Why does the query slow down after partitioning?
jiahe1224
Vertica Customer ✭
Best Answers
-
Bryan_H Vertica Employee Administrator
EXPLAIN query plan might show a difference in processing. However, I see two factors that generally slow down queries:
Column is not compressed or encoded to optimize storage ("ZSTD_FAST_COMP" is recommended for varchar)
Column is not ORDER BY to optimize predicate search ("ORDER BY lac_cell" will improve WHERE clause)
EXPLAIN may show additional factors that affect run time.0 -
SruthiA Vertica Employee Administrator
@jiahe1224 yes. better to use RLE encoding if deal_date column is a low cardinality column
0
Answers
I did not write order by lac_cell when the first table was created, and I wrote order by lac_cell for the next two tables, but the projection shows that the lac_cell of the three tables are all sorted. In addition, for encoding, all super projections all three columns are auto encoded, my deal_date is low cardinality, maybe I should use RLE encoding?
Thanks again for your answer! This forum is great, I don't have any friends around me who can ask questions.
deal_date column is a low cardinality integer column
Thank you for your answer, I would like to ask again, what encoding is suitable for unsorted char fields with high cardinality? Actually the field is phone number
ZSTD_FAST_COMP is recommended for unsorted types.
I would like to ask you another question, when do I need to put the column in the order by?

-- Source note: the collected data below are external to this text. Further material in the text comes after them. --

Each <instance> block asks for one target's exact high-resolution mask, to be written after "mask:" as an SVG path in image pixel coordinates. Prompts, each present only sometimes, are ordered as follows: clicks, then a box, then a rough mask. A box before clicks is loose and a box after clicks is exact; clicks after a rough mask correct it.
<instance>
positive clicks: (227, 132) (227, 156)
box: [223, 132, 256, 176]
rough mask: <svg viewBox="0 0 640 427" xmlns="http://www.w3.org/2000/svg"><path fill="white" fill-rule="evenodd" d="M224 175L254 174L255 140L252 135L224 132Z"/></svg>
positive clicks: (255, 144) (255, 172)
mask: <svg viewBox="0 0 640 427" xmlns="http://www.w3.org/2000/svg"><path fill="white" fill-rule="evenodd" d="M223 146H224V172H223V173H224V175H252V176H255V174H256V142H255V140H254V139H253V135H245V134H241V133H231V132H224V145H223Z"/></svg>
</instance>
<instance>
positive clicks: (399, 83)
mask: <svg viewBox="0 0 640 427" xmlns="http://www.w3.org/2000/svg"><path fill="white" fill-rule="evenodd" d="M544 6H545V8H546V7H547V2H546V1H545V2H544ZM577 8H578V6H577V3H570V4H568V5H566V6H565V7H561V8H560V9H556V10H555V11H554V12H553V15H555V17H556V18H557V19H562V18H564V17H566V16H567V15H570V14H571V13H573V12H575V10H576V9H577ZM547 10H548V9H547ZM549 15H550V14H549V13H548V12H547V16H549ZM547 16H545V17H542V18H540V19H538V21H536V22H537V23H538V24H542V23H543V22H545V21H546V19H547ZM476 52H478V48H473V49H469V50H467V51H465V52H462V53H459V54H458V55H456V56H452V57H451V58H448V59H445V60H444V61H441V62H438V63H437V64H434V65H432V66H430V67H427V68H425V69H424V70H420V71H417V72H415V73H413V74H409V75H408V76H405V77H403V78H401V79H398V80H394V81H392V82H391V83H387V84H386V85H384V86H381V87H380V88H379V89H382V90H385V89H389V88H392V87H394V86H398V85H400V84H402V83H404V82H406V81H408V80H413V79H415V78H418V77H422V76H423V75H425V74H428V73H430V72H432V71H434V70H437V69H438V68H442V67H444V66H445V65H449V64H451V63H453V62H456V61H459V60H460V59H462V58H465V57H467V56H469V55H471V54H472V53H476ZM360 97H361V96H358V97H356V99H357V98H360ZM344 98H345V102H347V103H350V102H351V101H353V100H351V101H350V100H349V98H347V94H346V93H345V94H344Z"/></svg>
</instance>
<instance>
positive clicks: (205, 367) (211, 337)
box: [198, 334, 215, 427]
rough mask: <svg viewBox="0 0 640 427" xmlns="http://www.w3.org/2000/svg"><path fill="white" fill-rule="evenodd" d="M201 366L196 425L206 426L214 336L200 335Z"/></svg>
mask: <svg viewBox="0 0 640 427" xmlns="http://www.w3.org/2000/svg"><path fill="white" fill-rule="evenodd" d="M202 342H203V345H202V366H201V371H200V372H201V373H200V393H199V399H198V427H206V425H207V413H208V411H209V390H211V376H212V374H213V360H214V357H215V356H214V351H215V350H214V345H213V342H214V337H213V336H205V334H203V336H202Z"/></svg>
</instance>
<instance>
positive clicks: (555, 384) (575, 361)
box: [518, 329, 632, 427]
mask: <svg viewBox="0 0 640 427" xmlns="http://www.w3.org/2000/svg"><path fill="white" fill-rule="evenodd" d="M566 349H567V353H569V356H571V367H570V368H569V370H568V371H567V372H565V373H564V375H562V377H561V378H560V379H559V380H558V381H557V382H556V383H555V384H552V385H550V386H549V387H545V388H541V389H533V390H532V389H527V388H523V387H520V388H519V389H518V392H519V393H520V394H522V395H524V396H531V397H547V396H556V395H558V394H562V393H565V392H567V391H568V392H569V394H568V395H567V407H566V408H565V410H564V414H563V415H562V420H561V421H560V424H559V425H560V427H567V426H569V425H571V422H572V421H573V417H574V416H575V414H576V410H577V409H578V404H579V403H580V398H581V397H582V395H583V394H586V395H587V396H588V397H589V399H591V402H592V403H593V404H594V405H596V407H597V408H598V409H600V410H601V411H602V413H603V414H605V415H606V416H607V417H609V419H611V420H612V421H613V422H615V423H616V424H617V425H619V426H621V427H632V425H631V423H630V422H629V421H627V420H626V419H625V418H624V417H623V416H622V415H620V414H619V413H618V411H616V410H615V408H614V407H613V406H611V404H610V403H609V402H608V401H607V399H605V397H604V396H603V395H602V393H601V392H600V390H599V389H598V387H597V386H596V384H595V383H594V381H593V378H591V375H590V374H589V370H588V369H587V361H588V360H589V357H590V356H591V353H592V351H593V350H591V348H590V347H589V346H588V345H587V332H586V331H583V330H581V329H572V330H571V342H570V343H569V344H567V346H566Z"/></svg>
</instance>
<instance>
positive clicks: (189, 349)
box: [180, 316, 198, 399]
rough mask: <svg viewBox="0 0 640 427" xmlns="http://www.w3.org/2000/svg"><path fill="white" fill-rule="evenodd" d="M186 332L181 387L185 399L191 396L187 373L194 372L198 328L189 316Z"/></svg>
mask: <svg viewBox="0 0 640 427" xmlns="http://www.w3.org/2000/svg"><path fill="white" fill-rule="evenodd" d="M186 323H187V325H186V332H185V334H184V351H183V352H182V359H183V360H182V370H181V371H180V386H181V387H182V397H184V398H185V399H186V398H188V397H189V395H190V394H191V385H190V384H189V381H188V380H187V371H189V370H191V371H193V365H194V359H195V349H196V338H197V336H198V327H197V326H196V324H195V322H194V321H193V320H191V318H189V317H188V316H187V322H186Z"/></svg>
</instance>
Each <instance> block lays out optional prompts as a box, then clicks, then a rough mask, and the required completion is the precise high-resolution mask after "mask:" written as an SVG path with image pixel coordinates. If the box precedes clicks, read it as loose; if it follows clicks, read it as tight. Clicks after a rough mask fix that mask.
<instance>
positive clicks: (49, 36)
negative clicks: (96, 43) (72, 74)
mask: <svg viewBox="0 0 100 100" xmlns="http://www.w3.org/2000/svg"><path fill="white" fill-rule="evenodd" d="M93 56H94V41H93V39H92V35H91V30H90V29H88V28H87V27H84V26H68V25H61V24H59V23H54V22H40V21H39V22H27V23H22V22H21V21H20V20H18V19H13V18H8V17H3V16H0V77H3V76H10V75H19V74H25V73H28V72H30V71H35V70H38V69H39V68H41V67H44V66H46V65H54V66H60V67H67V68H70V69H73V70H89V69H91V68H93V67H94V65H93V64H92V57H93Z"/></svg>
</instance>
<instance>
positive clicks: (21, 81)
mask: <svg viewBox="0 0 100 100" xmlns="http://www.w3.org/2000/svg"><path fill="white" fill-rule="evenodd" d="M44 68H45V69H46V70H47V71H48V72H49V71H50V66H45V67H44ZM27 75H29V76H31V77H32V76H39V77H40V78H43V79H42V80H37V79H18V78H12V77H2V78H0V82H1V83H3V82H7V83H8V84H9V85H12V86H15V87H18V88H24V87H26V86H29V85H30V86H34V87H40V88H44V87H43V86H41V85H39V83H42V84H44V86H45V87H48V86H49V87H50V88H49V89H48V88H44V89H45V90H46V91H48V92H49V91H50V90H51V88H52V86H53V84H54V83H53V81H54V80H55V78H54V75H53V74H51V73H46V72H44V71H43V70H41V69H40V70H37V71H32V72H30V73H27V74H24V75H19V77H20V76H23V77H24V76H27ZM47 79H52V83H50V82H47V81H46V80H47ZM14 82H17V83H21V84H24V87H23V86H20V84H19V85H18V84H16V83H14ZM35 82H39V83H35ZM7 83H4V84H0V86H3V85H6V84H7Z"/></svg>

Suppose I have a query like this,
SELECT col3
FROM table_tmp
WHERE col1 = value1
AND col2 IN (....);
col1 is the column used for partitioning, and table_tmp only reserves one partition(In this case, is col1=value1 unnecessary in the where statement? Because when I insert the new partition data, the original partition will be deleted immediately. These are automatically executed by bash, and the query request is unlikely to encounter the situation that there are two partitions in the table.). When I manually create a projection, should I put col1 and col2 or only col2 in the order by statement?
It might not be necessary in all cases, however I would include the partition column in the sort order because this will help the optimizer when planning operations across partitions, for example date ranges or multiple predicates, and will also help in the case where the partition column is used for JOIN.
In my specific business scenario, if there are multiple partitions in the table, col1=value1 needs to be added, because only the data of the latest partition is required. Generally, it is better to add the partition column to the order by statement of projection, but only one partition is reserved in my table, is it still necessary?
SELECT col3
FROM table_tmp
WHERE col1 = value1
AND col2 IN (....);
Sorting is not required in actual query, but there must be sorting in projection. As you said, the value of col1 does not need to be limited, only the value of col2 needs to be limited
Projection sorting also helps with other filters, join and group by operations.
Considering your table is partitioned, did you take the chance to look at our range partition projection feature?
It builds the projection only on the last XX partitions, where you define the XX, could be a relative time from now.